The sun does not shine and the wind does not blow with constant intensity. This is a problem for the power grid, where the power supply must always match the power demand. In the EWeLiNE project, Fraunhofer and the German Weather Service have been working to develop better models for forecasting the generation of renewable electricity. Now they have launched a platform for transmission system operators to test the new models live.
In the EWeLiNE project, the Fraunhofer Institute for Wind Energy and Energy System Technology (IWES) in Kassel is working together with Germany’s National Meteorological Service in Offenbach. The partners develop mathematical models that produce improved forecasts accurate for each quarter-hour, which show how much electricity Germany’s installed photovoltaic and wind-farm facilities will generate over the next few hours and days. “It’s crucial for us to interconnect both worlds — forecasts of weather and power — more closely than before, tailoring them better to the requirements of the transmission system operators,” says project manager Dr.
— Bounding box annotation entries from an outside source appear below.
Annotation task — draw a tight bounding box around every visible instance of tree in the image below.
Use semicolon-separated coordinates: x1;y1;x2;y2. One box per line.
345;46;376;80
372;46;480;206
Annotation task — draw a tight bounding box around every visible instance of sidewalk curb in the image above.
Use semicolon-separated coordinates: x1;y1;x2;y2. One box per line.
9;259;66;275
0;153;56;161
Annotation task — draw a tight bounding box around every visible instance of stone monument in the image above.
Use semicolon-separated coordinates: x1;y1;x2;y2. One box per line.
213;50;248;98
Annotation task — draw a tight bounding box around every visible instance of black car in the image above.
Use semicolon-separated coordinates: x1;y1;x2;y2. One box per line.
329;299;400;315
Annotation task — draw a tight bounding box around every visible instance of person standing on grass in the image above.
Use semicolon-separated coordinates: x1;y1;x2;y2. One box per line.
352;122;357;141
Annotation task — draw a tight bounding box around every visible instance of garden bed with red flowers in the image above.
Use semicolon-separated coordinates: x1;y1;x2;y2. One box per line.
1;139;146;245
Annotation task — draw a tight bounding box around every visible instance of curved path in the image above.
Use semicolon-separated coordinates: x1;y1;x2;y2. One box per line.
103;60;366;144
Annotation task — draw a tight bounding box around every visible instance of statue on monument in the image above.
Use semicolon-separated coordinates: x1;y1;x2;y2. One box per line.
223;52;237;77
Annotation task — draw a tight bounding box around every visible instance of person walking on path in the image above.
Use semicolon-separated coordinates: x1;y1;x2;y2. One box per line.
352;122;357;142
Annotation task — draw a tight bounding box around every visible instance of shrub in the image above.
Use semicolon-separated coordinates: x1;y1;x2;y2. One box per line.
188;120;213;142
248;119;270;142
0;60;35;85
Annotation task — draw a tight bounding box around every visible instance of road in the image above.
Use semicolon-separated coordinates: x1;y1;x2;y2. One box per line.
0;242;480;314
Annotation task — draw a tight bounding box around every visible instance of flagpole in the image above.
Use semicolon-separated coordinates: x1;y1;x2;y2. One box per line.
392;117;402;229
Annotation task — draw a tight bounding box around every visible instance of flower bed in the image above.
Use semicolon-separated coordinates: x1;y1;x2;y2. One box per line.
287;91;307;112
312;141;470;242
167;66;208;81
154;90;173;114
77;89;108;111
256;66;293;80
Malte Siefert of IWES, describing the added value of the new models. These companies operate the major power lines in Germany that make up the 380- and 220-kV high-voltage grid. Transmission system operators are responsible for bringing electricity to consumers, maintaining the power grid, and expanding it as needed.
EnergyForecaster: Testing forecast models live
The project began at the end of 2012. Now the partners are releasing a demonstration platform called the EnergyForecaster, where transmission system operators can try out new forecasting tools live in their control centers. The companies know nearly precisely when and how much electricity consumers need over the course of the day — but they know only approximately how much photovoltaic systems and wind farms will feed into the grid. “It’s important to forecast how much renewable power will be generated, because that tells us how much conventional generation capacity — whether nuclear, gas, or coal — needs to be brought online. At the same time, the forecast is necessary for calculations to keep the power grid stable and for trading electricity,” explains Siefert.
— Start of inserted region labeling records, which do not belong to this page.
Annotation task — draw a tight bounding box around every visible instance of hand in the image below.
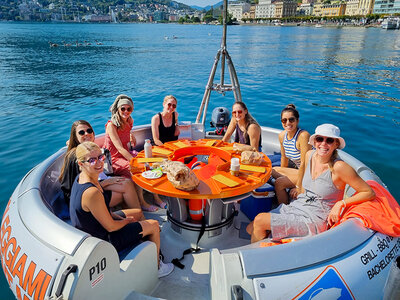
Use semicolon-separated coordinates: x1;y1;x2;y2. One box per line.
289;187;300;199
125;216;136;224
130;132;136;147
328;201;344;226
102;176;126;187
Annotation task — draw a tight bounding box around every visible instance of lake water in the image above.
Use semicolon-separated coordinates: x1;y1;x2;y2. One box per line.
0;23;400;299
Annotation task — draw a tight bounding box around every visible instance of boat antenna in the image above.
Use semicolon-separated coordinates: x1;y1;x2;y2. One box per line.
196;0;242;125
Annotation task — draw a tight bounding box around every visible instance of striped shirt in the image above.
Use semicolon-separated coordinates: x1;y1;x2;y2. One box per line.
283;128;302;168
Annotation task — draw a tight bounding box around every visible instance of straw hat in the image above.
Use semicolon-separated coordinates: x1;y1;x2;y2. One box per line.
308;124;346;149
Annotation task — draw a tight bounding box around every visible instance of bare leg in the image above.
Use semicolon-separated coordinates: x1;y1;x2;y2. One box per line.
251;213;271;243
139;220;160;265
133;183;155;210
105;178;145;220
153;194;165;208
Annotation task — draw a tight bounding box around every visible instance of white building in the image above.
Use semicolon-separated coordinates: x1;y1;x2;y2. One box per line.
255;0;275;19
228;1;250;21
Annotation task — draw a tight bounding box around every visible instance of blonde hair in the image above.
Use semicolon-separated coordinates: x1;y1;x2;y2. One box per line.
75;142;101;162
110;94;133;128
163;95;178;104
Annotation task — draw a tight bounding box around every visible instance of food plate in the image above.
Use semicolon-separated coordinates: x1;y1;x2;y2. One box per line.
142;170;163;179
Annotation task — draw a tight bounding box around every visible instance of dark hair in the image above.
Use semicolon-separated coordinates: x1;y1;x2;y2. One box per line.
58;120;94;182
281;103;300;120
67;120;94;152
232;101;260;127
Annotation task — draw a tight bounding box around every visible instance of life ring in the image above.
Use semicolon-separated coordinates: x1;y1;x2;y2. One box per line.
188;199;207;221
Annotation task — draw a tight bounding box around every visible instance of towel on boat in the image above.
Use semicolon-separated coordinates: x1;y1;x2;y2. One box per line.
335;180;400;237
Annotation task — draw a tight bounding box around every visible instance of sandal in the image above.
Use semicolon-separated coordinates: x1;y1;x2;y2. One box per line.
142;205;158;212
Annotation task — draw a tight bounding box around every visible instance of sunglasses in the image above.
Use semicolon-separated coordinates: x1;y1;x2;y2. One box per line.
78;128;93;136
232;110;243;115
168;103;176;108
315;136;335;145
120;107;132;112
83;154;106;166
281;117;296;124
New kinds of forecasts available in the demonstration platform help transmission system operators calculate precisely how much wind and solar power will be fed into which grid nodes. Other new tools feature information on the reliability of the forecasts. “The transmission system operators also have to be aware of any critical weather conditions — for example, patches of low stratus or low-pressure zones — so they can better analyze and estimate the forecast results,” says Siefert. The researchers also benefit from the EnergyForecaster, as it shows them how their innovations perform in the real world. “We believe that more potential for optimization, as yet unrecognized, will result,” says Siefert.
1.9 million units included
“It’s crucial to calculate precisely how the 1.9 million photovoltaic facilities and wind farms operating in Germany will convert the weather into electricity,” says Siefert. The problem is that data are not available for all of the systems. “In some cases, data privacy laws prevent us from gaining access, while in others we simply lack the technology to continuously record how much power the unit feeds in,” explains Siefert.
IWES is designing mathematical models to improve the forecasts of all PV systems and wind farms in Germany. Researchers reconcile the results with existing data and optimize them for various applications. The scientists separate the more than 40 forecasts that transmission system operators currently use into 16 groups, then systematically improved them. “Our objective is to combine several different methods for each application to take advantage of their various strengths,” says Siefert.
Meanwhile, the DWD is adapting its weather forecasts to meet the requirements of power forecasting. “We performed detailed meteorological analyses of the occasions when forecasts of power feed-ins to the grid proved most inaccurate. From these analyses we then derived improvements to our weather models,” explains the DWD’s Dr. Renate Hagedorn. “With the systematic adaptation of our weather forecasts as a basis for wind and photovoltaic power forecasts for the electric grid, the German weather service has taken on a new and supplementary role,” explains Hagedorn.